E' di ventidue ordinanze restrittive a carico di altrettante persone il bilancio di un blitz messo in atto dai carabinieri della stazione di Castel San Giorgio, della compagnia di Mercato San Severino, del comando provinciale di Salerno e di quello di Napoli: i militari hanno scoperto, dopo accurate indagini, il comportamento "non regolamentare" di alcuni addetti alla raccolta dei rifiuti della sede di Roccapiemonte del consorzio di Bacino Salerno 1. Nel dettaglio, i 22 indagati (nove sono finiti ai domiciliari mentre per gli altri 13 è scattato l'obbligo di presentazione alla polizia giudiziaria), addetti alla raccolta dei rifiuti, sono ritenuti dagli inquirenti "responsabili di truffa aggravata".

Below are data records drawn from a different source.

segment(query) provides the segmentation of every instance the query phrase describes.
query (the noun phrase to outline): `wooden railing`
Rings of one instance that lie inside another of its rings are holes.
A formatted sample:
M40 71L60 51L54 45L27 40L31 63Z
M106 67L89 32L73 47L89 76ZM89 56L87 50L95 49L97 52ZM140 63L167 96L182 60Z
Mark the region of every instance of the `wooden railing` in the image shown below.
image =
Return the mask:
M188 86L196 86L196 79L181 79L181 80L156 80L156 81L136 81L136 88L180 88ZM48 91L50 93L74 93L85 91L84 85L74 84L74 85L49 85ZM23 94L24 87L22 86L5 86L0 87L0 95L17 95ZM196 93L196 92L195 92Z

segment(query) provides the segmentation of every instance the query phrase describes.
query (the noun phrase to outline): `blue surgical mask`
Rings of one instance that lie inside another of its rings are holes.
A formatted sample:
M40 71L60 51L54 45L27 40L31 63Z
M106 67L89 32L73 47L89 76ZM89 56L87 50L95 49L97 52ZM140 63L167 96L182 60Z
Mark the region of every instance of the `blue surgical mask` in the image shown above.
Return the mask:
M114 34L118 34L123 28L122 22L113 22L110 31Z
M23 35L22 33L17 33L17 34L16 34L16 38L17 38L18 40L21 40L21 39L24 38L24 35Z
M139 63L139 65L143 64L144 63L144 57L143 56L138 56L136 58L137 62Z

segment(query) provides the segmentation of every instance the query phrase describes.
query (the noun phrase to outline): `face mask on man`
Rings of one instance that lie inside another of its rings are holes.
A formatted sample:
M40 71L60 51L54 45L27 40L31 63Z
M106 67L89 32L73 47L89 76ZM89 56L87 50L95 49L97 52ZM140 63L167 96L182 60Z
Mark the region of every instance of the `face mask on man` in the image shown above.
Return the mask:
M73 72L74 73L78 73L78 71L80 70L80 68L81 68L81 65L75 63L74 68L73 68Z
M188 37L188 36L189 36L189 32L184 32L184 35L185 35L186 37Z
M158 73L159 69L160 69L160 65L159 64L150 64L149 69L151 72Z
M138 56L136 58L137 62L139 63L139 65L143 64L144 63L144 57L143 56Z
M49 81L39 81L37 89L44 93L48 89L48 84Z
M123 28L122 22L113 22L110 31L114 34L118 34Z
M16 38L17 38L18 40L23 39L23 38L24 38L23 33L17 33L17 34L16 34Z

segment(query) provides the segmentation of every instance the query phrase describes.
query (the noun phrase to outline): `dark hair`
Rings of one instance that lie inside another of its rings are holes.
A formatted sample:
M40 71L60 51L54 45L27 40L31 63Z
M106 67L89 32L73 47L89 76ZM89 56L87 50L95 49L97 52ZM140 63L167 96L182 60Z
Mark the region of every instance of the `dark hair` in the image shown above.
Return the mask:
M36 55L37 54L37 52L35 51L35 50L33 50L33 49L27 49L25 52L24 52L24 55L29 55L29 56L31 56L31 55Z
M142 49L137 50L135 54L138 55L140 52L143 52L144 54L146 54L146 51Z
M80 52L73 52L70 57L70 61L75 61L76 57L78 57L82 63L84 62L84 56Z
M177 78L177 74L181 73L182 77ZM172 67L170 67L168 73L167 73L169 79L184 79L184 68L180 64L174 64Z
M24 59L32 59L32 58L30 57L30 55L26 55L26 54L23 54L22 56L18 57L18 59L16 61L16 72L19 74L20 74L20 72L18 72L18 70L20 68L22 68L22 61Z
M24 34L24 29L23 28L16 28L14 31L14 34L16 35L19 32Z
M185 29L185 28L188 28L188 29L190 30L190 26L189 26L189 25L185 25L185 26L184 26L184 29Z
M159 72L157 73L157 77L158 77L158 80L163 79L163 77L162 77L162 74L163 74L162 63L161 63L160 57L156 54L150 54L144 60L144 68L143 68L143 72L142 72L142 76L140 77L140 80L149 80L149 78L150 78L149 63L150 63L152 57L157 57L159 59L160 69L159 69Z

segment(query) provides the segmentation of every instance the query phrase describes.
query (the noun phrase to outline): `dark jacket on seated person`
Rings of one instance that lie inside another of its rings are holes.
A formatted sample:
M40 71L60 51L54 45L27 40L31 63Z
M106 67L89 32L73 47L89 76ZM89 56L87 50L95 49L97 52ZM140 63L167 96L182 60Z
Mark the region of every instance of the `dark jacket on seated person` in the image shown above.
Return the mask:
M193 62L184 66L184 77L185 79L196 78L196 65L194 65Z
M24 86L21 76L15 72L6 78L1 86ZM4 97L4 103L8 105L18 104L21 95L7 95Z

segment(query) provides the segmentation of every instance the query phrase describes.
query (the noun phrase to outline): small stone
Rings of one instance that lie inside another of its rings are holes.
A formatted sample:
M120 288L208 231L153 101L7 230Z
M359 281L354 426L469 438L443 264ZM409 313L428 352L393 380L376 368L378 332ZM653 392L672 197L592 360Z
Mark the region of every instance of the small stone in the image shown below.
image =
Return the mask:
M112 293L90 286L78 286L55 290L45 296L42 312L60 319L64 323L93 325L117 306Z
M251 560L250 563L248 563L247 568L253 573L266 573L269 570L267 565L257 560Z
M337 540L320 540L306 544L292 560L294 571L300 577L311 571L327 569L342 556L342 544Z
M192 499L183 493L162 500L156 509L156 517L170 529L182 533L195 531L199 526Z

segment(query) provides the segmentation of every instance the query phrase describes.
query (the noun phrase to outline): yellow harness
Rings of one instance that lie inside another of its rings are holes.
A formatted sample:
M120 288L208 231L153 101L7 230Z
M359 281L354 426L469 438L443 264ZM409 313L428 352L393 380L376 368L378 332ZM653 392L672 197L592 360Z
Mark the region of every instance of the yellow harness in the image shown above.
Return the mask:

Tra questi alcuni timbravano il cartellino anche per i colleghi mentre altri, pur non avendo svolto le ore regolari di lavoro, si aggiungevano addirittura ore di straordinario. Il tutto grazie ad un tacito accordo tra i dipendenti, mentre le strade del territorio si riempivano sempre più di rifiuti: stando alle indagini addirittura alcuni, che dovevano essere sul lavoro, si trovavano a casa o al bar. I carabinieri hanno effettuato pedinamenti, controllo dell'orologio marcatempo, verifiche di documenti e riprese video. Le ordinanze sono state eseguite tra le province di Padova, Napoli e Salerno su disposizione del giudice per le indagini preliminari presso il tribunale di Nocera Inferiore. I vertici del consorzio di bacino Salerno 1, evidenziando il dispiacere per il fattore umano, hanno tuttavia riferito ai media di riporre piena fiducia nel lavoro della magistratura.